Desulfurization Performance And Adsorption Mechanism Of HKUST-1 In The Presence Of Competitors

Ultra deep desulfurization of fuel oil is a worldwide urgent issue to be resolved. Hydrodesulfurization has limitations in ultra deep desulfurization of gasoline, resulting in reduction of the octane number. Adsorption desulfurization, as a kind of simple and easy to operate method for ultra deep desulfurization, has no effect on the quality of gasoline, and is therefore expected to become one of the best auxiliary methods of hydrodesulfurization.Metal-organic Framework Materials (MOFs) was a kind of new inorganic-organic hybrid porous materials. The potential application in adsorption desulfurization has aroused researchers’increasing attention. This dissertation focused on the desulfurization performance of HKUST-1 in the presence of cyclohexene and toluene in terms of both static and fixed bed adsorption, as well as the adsorption mechanism in terms of in situ-IR, Uv-Vis, Raman technologies and thermodynamics. Moreover, the adsorption desulfurization performance of MIL-101 and MOF-505 was also investigated as an exploratory study.HKUST-1 showed a good adsorption selectivity to thiophene removal in the presence of cyclohexene and toluene. The adsorption isotherms on HKUST-1 displayed that thiophene adsorption fitted Langmuir equation, while cyclohexene and toluene adsorption matched Freundlich equation.
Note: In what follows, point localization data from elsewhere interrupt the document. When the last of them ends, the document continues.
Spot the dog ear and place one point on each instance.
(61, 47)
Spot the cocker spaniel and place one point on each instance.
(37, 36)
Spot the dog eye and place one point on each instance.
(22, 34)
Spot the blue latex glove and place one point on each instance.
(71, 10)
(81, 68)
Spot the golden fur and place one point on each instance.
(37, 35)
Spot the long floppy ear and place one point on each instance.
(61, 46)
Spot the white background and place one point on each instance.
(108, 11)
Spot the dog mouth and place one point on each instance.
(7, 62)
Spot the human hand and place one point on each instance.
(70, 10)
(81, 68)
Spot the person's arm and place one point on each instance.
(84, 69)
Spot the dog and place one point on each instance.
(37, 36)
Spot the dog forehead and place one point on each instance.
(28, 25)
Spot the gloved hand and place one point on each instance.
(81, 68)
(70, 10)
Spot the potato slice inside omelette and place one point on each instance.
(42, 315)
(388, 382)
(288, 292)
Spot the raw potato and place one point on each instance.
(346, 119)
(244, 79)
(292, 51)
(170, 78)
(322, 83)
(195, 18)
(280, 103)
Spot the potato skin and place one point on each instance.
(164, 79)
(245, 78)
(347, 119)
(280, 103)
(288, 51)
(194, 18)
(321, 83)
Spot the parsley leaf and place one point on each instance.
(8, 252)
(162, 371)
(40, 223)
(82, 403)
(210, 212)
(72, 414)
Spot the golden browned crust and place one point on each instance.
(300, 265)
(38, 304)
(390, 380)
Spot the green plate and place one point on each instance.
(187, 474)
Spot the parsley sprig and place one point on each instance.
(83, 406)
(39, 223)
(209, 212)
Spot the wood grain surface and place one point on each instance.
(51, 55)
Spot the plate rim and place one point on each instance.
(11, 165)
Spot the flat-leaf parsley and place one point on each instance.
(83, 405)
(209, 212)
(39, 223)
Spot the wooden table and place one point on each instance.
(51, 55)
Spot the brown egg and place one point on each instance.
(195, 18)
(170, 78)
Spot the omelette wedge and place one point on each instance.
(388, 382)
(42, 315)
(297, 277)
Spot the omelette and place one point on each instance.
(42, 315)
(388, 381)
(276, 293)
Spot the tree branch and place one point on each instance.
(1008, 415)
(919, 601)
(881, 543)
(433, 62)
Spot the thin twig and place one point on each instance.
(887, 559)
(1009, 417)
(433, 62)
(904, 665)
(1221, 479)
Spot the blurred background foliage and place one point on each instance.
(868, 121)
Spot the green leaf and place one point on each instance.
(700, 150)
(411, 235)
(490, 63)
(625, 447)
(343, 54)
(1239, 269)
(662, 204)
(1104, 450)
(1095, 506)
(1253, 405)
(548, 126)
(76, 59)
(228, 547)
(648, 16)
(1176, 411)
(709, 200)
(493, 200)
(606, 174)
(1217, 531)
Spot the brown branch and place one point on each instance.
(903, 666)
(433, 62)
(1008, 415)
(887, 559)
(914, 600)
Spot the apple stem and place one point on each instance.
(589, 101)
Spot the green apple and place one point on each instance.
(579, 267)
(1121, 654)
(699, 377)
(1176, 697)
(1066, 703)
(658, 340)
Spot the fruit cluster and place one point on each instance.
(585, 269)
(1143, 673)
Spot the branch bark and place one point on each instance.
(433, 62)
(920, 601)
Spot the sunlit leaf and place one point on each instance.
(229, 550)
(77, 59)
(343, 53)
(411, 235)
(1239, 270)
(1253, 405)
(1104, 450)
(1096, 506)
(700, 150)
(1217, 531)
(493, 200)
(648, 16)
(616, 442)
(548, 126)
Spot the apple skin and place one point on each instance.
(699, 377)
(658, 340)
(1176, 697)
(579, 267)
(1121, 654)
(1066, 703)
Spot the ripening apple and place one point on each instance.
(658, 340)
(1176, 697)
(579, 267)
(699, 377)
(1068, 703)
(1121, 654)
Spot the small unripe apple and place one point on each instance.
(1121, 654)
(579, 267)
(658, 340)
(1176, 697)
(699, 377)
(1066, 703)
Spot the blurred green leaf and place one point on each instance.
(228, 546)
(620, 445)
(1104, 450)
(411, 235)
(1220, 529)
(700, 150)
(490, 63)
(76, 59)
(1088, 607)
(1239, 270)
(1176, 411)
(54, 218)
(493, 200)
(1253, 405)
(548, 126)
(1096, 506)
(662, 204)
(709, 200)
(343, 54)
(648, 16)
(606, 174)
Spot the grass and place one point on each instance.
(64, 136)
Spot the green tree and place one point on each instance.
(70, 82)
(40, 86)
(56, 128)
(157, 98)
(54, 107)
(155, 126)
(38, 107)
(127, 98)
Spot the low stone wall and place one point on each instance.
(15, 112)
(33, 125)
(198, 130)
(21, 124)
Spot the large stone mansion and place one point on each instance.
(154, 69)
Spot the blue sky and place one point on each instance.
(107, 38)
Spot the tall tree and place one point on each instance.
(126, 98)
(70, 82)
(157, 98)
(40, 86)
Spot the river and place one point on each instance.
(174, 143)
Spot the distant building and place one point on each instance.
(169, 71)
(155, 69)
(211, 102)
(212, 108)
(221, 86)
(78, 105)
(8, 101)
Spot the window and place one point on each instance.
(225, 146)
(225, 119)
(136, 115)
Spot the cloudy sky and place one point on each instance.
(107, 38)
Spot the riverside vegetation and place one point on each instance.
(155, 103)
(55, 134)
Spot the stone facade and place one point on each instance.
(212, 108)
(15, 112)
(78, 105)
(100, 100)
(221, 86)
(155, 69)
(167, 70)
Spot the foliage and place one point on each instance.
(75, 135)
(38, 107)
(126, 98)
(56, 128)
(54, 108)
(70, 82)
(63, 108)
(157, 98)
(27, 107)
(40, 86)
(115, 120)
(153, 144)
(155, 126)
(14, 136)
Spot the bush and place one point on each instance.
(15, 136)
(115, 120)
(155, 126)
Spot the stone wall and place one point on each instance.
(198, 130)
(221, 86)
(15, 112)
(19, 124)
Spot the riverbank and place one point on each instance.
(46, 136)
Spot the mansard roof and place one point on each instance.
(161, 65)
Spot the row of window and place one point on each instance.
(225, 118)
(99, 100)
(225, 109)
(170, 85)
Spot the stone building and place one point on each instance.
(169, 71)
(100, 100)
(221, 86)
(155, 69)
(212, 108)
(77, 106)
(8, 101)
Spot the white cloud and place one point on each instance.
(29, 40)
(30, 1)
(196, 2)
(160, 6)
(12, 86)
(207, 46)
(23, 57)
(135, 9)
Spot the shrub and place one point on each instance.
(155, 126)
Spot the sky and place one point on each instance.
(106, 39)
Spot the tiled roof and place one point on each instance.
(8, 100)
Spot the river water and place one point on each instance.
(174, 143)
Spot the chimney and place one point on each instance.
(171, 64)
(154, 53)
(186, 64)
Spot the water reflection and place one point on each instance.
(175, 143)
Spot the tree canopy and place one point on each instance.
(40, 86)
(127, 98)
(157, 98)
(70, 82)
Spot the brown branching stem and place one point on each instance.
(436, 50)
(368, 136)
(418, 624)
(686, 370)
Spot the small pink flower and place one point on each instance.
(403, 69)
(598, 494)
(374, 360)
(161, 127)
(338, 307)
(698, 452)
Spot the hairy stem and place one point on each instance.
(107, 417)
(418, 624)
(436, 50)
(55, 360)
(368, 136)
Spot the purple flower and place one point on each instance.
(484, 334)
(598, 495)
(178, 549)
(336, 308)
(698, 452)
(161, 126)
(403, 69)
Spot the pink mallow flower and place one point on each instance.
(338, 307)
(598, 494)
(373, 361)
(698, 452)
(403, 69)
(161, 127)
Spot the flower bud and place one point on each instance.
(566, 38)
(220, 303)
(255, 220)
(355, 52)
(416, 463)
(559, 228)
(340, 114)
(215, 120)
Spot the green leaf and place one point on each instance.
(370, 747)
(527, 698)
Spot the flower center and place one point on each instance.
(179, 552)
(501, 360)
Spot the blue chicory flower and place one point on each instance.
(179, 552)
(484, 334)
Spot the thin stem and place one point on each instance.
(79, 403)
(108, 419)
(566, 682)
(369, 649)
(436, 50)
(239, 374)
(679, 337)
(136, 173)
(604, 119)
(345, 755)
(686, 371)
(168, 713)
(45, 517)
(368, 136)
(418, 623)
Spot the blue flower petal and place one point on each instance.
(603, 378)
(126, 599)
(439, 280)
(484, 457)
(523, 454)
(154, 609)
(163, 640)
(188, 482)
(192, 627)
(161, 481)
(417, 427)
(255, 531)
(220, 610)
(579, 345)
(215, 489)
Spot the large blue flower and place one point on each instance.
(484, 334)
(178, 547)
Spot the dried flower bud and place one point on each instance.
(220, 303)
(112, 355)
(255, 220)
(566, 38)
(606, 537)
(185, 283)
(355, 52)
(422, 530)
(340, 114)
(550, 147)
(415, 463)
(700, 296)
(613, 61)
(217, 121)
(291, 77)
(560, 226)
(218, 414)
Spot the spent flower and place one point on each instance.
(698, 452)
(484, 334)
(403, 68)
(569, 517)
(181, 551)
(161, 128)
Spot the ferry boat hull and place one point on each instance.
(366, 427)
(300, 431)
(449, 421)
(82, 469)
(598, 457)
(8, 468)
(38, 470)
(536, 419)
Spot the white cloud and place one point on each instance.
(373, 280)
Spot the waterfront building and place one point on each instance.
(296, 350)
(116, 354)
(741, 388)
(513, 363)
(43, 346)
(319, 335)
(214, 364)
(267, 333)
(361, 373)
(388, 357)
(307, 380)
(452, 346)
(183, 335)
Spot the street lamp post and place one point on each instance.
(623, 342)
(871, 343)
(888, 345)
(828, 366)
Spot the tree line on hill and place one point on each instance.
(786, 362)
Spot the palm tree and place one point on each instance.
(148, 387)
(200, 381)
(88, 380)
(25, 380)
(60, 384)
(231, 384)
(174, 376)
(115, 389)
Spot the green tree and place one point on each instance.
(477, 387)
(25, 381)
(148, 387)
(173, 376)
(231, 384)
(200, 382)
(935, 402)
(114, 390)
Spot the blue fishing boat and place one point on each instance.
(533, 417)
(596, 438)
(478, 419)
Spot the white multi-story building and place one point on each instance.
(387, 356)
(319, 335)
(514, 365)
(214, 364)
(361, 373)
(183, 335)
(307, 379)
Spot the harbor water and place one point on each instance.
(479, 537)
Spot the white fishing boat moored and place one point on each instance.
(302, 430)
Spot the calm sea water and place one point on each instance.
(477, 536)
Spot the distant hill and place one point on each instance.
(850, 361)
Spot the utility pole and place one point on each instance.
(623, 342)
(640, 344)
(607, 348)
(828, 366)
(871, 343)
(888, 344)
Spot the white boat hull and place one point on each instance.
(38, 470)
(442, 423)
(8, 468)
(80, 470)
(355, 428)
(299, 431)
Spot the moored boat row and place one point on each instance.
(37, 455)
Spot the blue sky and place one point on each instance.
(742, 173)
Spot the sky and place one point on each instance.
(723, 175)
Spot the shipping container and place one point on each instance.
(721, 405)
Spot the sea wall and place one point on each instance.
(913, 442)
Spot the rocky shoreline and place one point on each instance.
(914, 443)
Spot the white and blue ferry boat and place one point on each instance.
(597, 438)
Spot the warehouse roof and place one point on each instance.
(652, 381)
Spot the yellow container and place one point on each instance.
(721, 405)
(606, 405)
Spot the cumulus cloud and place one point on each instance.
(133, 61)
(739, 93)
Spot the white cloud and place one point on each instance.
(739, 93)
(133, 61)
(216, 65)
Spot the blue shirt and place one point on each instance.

Different adsorption model implies different adsorption mechanism. Adsorption heat of thiophene onto HKUST-1 was figured out to be-37.31±2.04 kJ/mol, suggesting a physical adsorption mechanism. The maximum adsorption capacity of thiophene on HKUST-1 was calculated to be 0.860 mol S/g at 25℃. The FT-IR results showed that two forces, which were Cu2+-S interaction and hydrogen bonding, were involved between HKUST-1 and thiophene; while hydrogen bonding and Cu2+…C=C interaction between HKUST-1 and cyclohexene; and only hydrogen bonding interaction between HKUST-1 and toluene. The Cu2+-S interaction plays the dominant role in thiophene adsorption, which is also suggested by the reduced sulfur capacities of methyl-substitued thiophene derivatives at 2-,3-, and 2,5-positions. HKUST-1 displayed good regeneration performance.MIL-101 and MOF-505 showed poor adsorption desulfurization performance for thiophene and dibenzothiophene. We supposed that the residual organic ligands in the channel of MIL-101 is responsible for it’s limited desulfurization performance, while the low surface area of MOF-505 is related to the poor adsorption desulfurization.